Despite the fact that in principle the PPP had no objection to Guyana becoming a republic, that party did object to Burnham’s substitution of Republic Day for the Independence Day holiday. That became especially evident after the PPP/C assumed office in 1992. They re-introduced the Independence holiday, and attempted to scale down the Republic one, with a view, it was thought, to eventually eliminating it altogether. The public, however, was not of a mind to indulge them where that was concerned, and so Republic has stayed, and so, it might be added, has Independence. It is, one supposes, a kind of accommodation.

There may have been several reasons why the PPP did not like the celebration of Republic. In the first place, it was not as important in the political life of the nation as was Independence, which gave us the 1966 Constitution. The formation of the Republic in 1970 despite the ‘Schedule’ which made us a republic, did not fundamentally change the Constitution’s main provisions. In other words, if the party thought that the ten years between 1970 and 1980 were only a political interlude, they would not have been entirely incorrect. The great transformations in Guyana’s political firmament came in 1966 and 1980, not 1970.

In the second place, Republic was particularly associated with Burnham, whereas the story of Independence was infinitely more complicated.
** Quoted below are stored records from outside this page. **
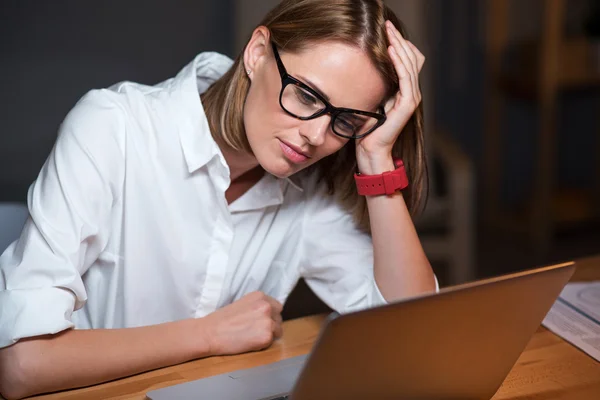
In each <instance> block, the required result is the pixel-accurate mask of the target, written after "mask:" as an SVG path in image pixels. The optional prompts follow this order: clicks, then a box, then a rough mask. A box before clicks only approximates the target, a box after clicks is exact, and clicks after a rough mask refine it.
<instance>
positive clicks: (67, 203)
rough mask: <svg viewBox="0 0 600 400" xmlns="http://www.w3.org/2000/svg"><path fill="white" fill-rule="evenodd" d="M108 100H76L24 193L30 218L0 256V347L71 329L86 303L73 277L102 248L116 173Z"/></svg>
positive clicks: (101, 91) (85, 265) (80, 287)
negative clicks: (37, 173)
mask: <svg viewBox="0 0 600 400" xmlns="http://www.w3.org/2000/svg"><path fill="white" fill-rule="evenodd" d="M108 99H109V97H108V95H107V94H106V93H105V92H104V91H93V92H90V93H88V94H87V95H86V96H84V97H83V98H82V99H81V100H80V101H79V102H78V103H77V105H76V106H75V107H74V108H73V110H71V112H70V113H69V114H68V115H67V117H66V118H65V120H64V122H63V123H62V125H61V127H60V129H59V134H58V138H57V141H56V144H55V146H54V148H53V149H52V152H51V154H50V156H49V157H48V159H47V161H46V163H45V164H44V166H43V167H42V169H41V171H40V174H39V176H38V178H37V180H36V181H35V182H34V183H33V184H32V185H31V187H30V189H29V192H28V198H27V202H28V207H29V213H30V217H29V219H28V221H27V222H26V224H25V227H24V229H23V232H22V233H21V236H20V238H19V239H18V240H17V241H16V242H14V243H12V244H11V245H10V246H9V247H8V249H6V251H5V252H4V253H3V254H2V256H0V347H5V346H9V345H11V344H13V343H15V342H16V341H18V340H19V339H22V338H25V337H32V336H39V335H44V334H54V333H57V332H60V331H62V330H65V329H68V328H71V327H73V323H72V322H71V314H72V312H73V311H74V310H77V309H79V308H81V307H82V306H83V304H84V303H85V301H86V299H87V295H86V291H85V287H84V285H83V282H82V279H81V275H82V274H83V273H85V271H86V270H87V268H89V266H90V265H91V264H92V263H93V262H94V261H95V260H96V259H97V257H98V255H99V254H100V252H101V251H102V248H103V247H104V245H105V244H106V241H107V228H106V227H107V225H108V224H109V215H110V209H111V205H112V204H113V202H114V201H115V200H116V198H117V197H118V195H119V190H120V187H119V184H118V178H116V177H118V176H120V174H121V173H122V171H121V170H122V168H123V163H122V158H123V157H122V152H121V151H120V146H119V144H118V140H117V135H115V133H116V132H117V131H118V130H120V129H121V126H122V115H123V113H122V112H120V110H119V107H118V106H116V103H115V102H113V101H110V100H108Z"/></svg>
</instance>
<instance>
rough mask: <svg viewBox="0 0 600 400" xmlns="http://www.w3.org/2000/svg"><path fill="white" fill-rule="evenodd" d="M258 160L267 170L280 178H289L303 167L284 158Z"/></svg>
mask: <svg viewBox="0 0 600 400" xmlns="http://www.w3.org/2000/svg"><path fill="white" fill-rule="evenodd" d="M258 162H259V164H260V166H261V167H262V168H263V169H264V170H265V171H266V172H268V173H269V174H271V175H273V176H275V177H277V178H280V179H285V178H288V177H289V176H291V175H293V174H294V173H296V172H298V171H299V170H300V169H301V168H297V167H294V166H292V165H290V164H289V163H288V162H287V161H286V160H282V159H273V158H271V159H270V160H265V161H262V160H259V161H258Z"/></svg>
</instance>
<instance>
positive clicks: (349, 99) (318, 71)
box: [244, 31, 385, 178]
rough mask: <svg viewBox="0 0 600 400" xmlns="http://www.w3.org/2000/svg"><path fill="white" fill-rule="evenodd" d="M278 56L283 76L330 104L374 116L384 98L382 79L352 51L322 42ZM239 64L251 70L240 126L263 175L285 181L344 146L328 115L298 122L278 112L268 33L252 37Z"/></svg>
mask: <svg viewBox="0 0 600 400" xmlns="http://www.w3.org/2000/svg"><path fill="white" fill-rule="evenodd" d="M267 32H268V31H267ZM280 56H281V60H282V62H283V64H284V66H285V69H286V70H287V73H288V74H290V75H291V76H293V77H294V78H296V79H298V80H300V81H301V82H303V83H304V84H306V85H308V86H310V87H311V88H312V89H314V90H315V91H316V92H318V93H320V94H322V95H323V97H325V98H326V99H328V100H329V102H330V103H331V104H332V105H333V106H336V107H345V108H352V109H357V110H363V111H372V112H377V111H378V108H379V106H380V105H381V104H382V102H383V100H384V95H385V86H384V82H383V79H382V78H381V76H380V74H379V73H378V71H377V70H376V69H375V67H374V66H373V65H372V63H371V61H370V59H369V58H368V56H367V55H366V54H364V53H363V52H362V51H361V50H360V49H358V48H356V47H353V46H349V45H346V44H342V43H338V42H323V43H319V44H313V45H310V46H308V47H307V48H306V49H305V50H303V51H301V52H299V53H287V52H282V51H280ZM244 62H245V66H246V70H250V71H251V72H250V74H249V76H250V80H251V84H250V90H249V92H248V96H247V98H246V104H245V107H244V125H245V129H246V134H247V137H248V142H249V143H250V147H251V148H252V151H253V153H254V156H255V157H256V159H257V161H258V163H259V164H260V165H261V166H262V168H264V169H265V171H267V172H269V173H271V174H272V175H275V176H277V177H280V178H284V177H288V176H290V175H292V174H294V173H296V172H298V171H300V170H301V169H304V168H306V167H308V166H309V165H311V164H314V163H316V162H317V161H319V160H320V159H322V158H323V157H326V156H328V155H330V154H332V153H334V152H336V151H338V150H339V149H340V148H341V147H342V146H343V145H344V144H346V143H347V142H348V140H349V139H344V138H341V137H339V136H337V135H335V134H334V133H333V132H332V130H331V124H330V122H331V117H330V116H329V115H328V114H325V115H322V116H320V117H318V118H315V119H312V120H307V121H302V120H299V119H297V118H294V117H293V116H291V115H289V114H288V113H286V112H285V111H284V110H283V109H282V108H281V106H280V104H279V94H280V92H281V77H280V74H279V71H278V69H277V64H276V61H275V58H274V54H273V50H272V48H271V45H270V42H269V41H268V33H267V36H266V37H265V36H264V35H260V32H259V34H258V36H257V32H256V31H255V34H254V35H253V37H252V39H251V41H250V43H249V45H248V47H247V49H246V52H245V54H244ZM375 132H376V131H375ZM373 134H375V133H373Z"/></svg>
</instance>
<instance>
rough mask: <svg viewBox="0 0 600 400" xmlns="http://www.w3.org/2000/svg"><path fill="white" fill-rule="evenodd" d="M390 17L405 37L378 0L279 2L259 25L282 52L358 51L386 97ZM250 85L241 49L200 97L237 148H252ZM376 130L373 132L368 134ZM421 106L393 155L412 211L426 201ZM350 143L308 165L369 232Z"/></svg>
mask: <svg viewBox="0 0 600 400" xmlns="http://www.w3.org/2000/svg"><path fill="white" fill-rule="evenodd" d="M386 20H390V21H391V22H392V23H393V24H394V25H395V26H396V27H397V28H398V30H399V31H400V32H401V34H402V36H404V37H405V38H406V37H407V36H406V31H405V29H404V27H403V25H402V24H401V22H400V21H399V19H398V18H397V17H396V15H395V14H394V13H393V12H392V11H391V10H390V9H389V8H388V7H387V6H386V5H385V4H384V3H383V1H381V0H284V1H282V2H281V3H280V4H279V5H278V6H276V7H275V8H274V9H273V10H271V11H270V12H269V13H268V14H267V15H266V17H265V18H264V19H263V21H262V22H261V23H260V24H259V26H260V25H263V26H265V27H267V28H268V29H269V31H270V33H271V40H272V41H273V43H274V44H275V45H276V46H277V47H278V49H280V50H281V51H282V52H299V51H301V50H303V49H304V48H306V47H307V46H310V45H311V44H315V43H318V42H324V41H336V42H341V43H345V44H349V45H351V46H355V47H356V46H357V47H359V48H360V49H361V50H363V51H364V52H365V53H366V54H367V55H368V57H369V58H370V59H371V61H372V62H373V65H375V66H376V68H377V69H378V71H379V73H380V74H381V76H382V77H383V80H384V82H385V85H386V98H389V97H391V96H394V95H395V93H396V92H397V90H398V76H397V74H396V72H395V69H394V66H393V64H392V61H391V59H390V58H389V56H388V52H387V47H388V45H389V44H388V40H387V36H386V35H387V34H386V30H385V21H386ZM249 87H250V80H249V79H248V77H247V76H246V73H245V69H244V63H243V51H242V53H241V54H240V55H239V56H238V57H237V58H236V60H235V62H234V64H233V66H232V67H231V69H229V71H227V73H225V75H223V76H222V77H221V78H220V79H219V80H217V81H216V82H215V83H214V84H213V85H212V86H211V87H210V88H209V89H208V90H207V91H206V92H205V93H204V94H203V95H202V102H203V105H204V107H205V110H206V114H207V116H208V121H209V125H210V127H211V131H212V132H213V136H214V137H215V140H217V142H221V143H223V142H224V143H225V144H226V145H228V146H230V147H231V148H233V149H235V150H238V151H246V152H250V153H251V152H252V151H251V149H250V145H249V144H248V140H247V138H246V132H245V129H244V122H243V110H244V103H245V101H246V95H247V94H248V90H249ZM373 134H375V133H373ZM424 147H425V146H424V135H423V105H422V103H421V104H420V105H419V107H418V108H417V110H416V111H415V113H414V115H413V116H412V118H411V119H410V120H409V122H408V123H407V125H406V126H405V128H404V129H403V131H402V133H401V134H400V136H399V138H398V140H397V141H396V143H395V144H394V147H393V150H392V155H393V156H394V157H399V158H402V160H403V161H404V165H405V167H406V171H407V174H408V178H409V182H410V185H409V187H408V188H407V189H406V190H405V191H404V192H403V195H404V198H405V201H406V204H407V206H408V208H409V211H410V212H411V214H412V215H415V214H416V213H418V212H419V211H420V210H421V209H422V207H423V205H424V203H425V199H426V194H425V193H426V187H427V162H426V159H425V151H424ZM355 150H356V149H355V142H354V141H352V140H350V141H349V142H348V143H347V144H346V145H345V146H344V147H342V149H341V150H339V151H338V152H336V153H334V154H332V155H330V156H328V157H326V158H324V159H322V160H320V161H319V162H317V163H316V164H315V165H313V166H311V167H309V171H315V172H316V173H318V174H319V178H320V179H321V180H323V181H325V182H326V183H327V186H328V189H329V193H330V194H331V195H333V196H335V198H336V200H337V201H338V202H339V203H340V204H341V205H342V206H343V207H344V208H345V209H347V210H348V211H349V212H351V213H352V215H353V216H354V219H355V221H356V222H357V224H358V226H359V227H361V228H362V229H364V230H365V231H369V229H370V227H369V217H368V212H367V204H366V200H365V198H364V197H363V196H359V195H358V193H357V191H356V186H355V183H354V177H353V174H354V172H355V171H356V153H355Z"/></svg>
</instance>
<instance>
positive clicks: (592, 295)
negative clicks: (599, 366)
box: [542, 281, 600, 361]
mask: <svg viewBox="0 0 600 400" xmlns="http://www.w3.org/2000/svg"><path fill="white" fill-rule="evenodd" d="M542 325H544V326H545V327H546V328H548V329H549V330H551V331H552V332H554V333H556V334H557V335H558V336H560V337H562V338H563V339H565V340H566V341H568V342H570V343H572V344H573V345H575V346H577V347H579V348H580V349H581V350H583V351H584V352H586V353H587V354H589V355H590V356H591V357H593V358H595V359H596V360H597V361H600V281H595V282H585V283H569V284H567V285H566V286H565V288H564V289H563V291H562V292H561V293H560V296H559V297H558V299H557V300H556V302H555V303H554V305H553V306H552V308H551V309H550V311H549V312H548V314H547V315H546V318H544V321H543V322H542Z"/></svg>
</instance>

It is true, of course, that Jagan and his team refused to take part in the final conference in London which agreed the 1966 Constitution, but in the end, he and some of the key figures in his party decided they would attend the Independence observances in the National Park. In a symbolic gesture, the nation’s two foremost political leaders − Burnham and Jagan − famously hugged each other after the Guyana flag was raised for the first time at midnight on May 26.

In the third place, the PPP/C probably came under pressure from a segment of its more purist supporters who disapproved of the indecorousness of the street displays. In the end, however, as noted above, the party had to embrace 23rd February, granting money for certain government floats and having some of their ministers join the tramp.

On Thursday, Sir Shridath Ramphal presented a copy of the first Constitution of Guyana reflecting its republican status to Minister of Foreign Affairs Karen Cummings, and noted the role he had played in the drafting of the ‘Schedule’. He was, of course, Attorney General at the time, and had also been responsible for the drafting of the unfortunately much-maligned original 1966 Constitution. 

In his address, he appealed for national unity in the context of the ICJ’s hearings on the Venezuela border controversy set for next month. “The closing days of a national election and the days after it when it pronounces its democratic decision, those days are fractious ones in any democracy, and Guyana is not immune from this,” he told his audience. “But we do have a greater need than usual to demonstrate to the world that our national motto; One People, One Nation, One Destiny, describes us and does proclaim how elemental that oneness is to our One Destiny.”

The appeal for unity had its echo 50 years earlier, albeit within a somewhat different frame of reference. “Our survival as a nation will depend on how well we work together,” said our first constitutional president, going on to remark in so many words that citizens should bring a halt to the friction between them in order to get on with development. Whether we have learnt any lessons about unity at this point in our history than we did in the intervening half century remains to be seen.